Kenady’s in-season payout resulted from his purchase of weather insurance from The Climate Corporation, one of two companies that began marketing weather risk management products across the Corn Belt in 2011. Kenady also protected 80% of historic yields with Multiple Peril Crop Insurance, which also made an indemnity payment for yield losses following harvest. 

The other new weather risk management tool is from eWeatherRisk, which sells weather hedge contracts based on underlying weather indexes. “Our product is not insurance; it is a weather-indexed risk management contract,” says Brian O’Hearne, eWeatherRisk president. But like insurance products, it is designed to minimize the financial impact of poor crop yields resulting from contracted weather events. And like insurance products sold by The Climate Corporation, it makes payouts soon after a weather event has concluded, without proof of actual harm to the crop.

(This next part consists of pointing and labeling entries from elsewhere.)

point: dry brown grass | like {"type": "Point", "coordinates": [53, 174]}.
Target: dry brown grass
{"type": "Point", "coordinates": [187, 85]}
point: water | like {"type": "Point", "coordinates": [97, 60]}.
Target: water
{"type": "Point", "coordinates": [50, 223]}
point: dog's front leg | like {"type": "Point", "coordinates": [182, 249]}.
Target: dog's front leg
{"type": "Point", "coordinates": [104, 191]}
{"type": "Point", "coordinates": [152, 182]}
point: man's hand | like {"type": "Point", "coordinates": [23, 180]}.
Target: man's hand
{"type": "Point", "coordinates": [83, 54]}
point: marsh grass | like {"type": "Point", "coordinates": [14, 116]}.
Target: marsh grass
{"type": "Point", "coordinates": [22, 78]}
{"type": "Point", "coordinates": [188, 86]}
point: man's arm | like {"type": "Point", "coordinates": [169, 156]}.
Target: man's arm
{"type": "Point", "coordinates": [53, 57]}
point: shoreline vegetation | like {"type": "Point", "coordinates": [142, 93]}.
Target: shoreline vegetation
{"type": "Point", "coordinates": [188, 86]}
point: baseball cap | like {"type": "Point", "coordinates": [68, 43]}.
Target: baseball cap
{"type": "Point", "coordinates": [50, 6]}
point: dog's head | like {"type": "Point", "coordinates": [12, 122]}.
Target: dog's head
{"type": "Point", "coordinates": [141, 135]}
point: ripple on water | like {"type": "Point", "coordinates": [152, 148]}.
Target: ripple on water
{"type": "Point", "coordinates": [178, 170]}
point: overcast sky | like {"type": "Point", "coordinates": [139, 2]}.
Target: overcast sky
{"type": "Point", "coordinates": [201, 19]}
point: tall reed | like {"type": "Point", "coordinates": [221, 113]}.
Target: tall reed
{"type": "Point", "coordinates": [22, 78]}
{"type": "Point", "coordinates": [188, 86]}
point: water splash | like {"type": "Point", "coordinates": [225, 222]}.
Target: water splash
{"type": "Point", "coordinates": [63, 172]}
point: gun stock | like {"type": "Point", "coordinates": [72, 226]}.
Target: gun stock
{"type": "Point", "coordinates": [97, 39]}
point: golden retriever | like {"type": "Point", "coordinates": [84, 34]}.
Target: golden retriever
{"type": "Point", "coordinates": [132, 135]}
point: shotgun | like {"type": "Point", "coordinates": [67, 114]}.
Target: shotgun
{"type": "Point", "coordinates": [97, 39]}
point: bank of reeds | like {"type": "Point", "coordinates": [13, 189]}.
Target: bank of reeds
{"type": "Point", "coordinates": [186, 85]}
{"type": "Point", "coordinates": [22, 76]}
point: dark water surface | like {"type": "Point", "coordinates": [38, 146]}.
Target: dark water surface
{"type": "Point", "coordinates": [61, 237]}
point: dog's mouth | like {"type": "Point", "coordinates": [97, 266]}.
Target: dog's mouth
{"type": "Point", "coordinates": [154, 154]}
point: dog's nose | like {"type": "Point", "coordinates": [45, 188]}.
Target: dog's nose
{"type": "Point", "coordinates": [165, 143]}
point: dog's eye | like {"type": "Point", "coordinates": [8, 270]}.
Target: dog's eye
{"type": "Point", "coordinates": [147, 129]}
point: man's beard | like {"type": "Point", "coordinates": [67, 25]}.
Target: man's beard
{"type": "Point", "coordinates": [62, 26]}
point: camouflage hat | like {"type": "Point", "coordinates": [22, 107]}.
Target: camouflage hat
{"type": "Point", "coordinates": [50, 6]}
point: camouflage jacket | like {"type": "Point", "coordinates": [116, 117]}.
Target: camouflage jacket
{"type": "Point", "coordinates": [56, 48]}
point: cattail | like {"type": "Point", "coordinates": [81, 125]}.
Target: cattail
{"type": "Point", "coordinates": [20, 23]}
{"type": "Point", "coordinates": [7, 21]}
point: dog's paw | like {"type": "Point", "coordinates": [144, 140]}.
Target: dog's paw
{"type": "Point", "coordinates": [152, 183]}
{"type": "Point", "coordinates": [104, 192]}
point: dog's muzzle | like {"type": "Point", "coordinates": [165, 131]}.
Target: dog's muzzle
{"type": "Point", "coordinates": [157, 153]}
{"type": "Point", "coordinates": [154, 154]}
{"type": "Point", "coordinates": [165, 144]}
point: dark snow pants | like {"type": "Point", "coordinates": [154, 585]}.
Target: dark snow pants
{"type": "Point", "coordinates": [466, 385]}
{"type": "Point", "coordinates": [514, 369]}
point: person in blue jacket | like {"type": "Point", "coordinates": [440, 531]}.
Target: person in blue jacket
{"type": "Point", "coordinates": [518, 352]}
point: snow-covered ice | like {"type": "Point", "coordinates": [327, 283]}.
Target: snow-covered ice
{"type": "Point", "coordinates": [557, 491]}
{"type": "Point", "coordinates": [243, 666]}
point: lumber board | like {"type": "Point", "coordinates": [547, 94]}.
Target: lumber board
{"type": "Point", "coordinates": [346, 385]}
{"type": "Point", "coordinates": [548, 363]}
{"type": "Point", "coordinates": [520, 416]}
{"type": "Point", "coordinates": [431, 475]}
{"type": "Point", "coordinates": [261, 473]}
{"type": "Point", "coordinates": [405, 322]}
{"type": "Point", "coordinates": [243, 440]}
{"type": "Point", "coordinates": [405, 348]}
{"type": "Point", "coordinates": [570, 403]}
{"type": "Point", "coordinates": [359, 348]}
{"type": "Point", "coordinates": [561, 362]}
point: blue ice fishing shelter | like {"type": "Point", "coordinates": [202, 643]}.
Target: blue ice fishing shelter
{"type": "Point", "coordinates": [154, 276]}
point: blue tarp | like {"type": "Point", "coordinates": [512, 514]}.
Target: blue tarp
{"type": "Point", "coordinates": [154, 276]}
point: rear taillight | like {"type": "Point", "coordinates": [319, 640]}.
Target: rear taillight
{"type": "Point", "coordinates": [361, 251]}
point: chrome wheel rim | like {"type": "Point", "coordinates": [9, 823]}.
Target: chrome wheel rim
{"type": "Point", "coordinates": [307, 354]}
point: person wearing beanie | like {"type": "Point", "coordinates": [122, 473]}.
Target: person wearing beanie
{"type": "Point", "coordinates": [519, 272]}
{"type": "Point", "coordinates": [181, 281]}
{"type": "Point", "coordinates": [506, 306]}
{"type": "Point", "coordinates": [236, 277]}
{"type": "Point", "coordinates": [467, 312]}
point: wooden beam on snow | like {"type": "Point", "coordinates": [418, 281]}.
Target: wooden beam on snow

In-season payouts are possible because both products are based on the presumption that extreme weather reduces yield, even though it is theoretically possible for a crop to rebound. “Our insurance pays for weather events that have a correlation to yield without having to prove actual yield loss,” explains Jeff Hamlin, director of agronomic research for The Climate Corporation. Excess moisture that delays planting, drought, high temperatures during pollination and other factors all can trigger in-season payouts, depending on what coverage has been purchased, he adds.

“These products are coming on the market now because we can measure weather events better than we could in the past,” says William Edwards, an Iowa State University farm management specialist, who notes that other weather insurance products have come and gone in past decades. “The concept boils down to how well weather events these products are based on correlate to yields on your farm.”

From his standpoint, Kenady thinks that buying additional protection against poor weather is a no-brainer. For 2012, he has purchased weather insurance on his entire 2,500-acre operation — up from 1,000 acres of coverage last year.

“With federal crop and weather insurance, I am paying $70/acre on corn,” he says. “I run more out the back of my combine than the extra premium for weather insurance.”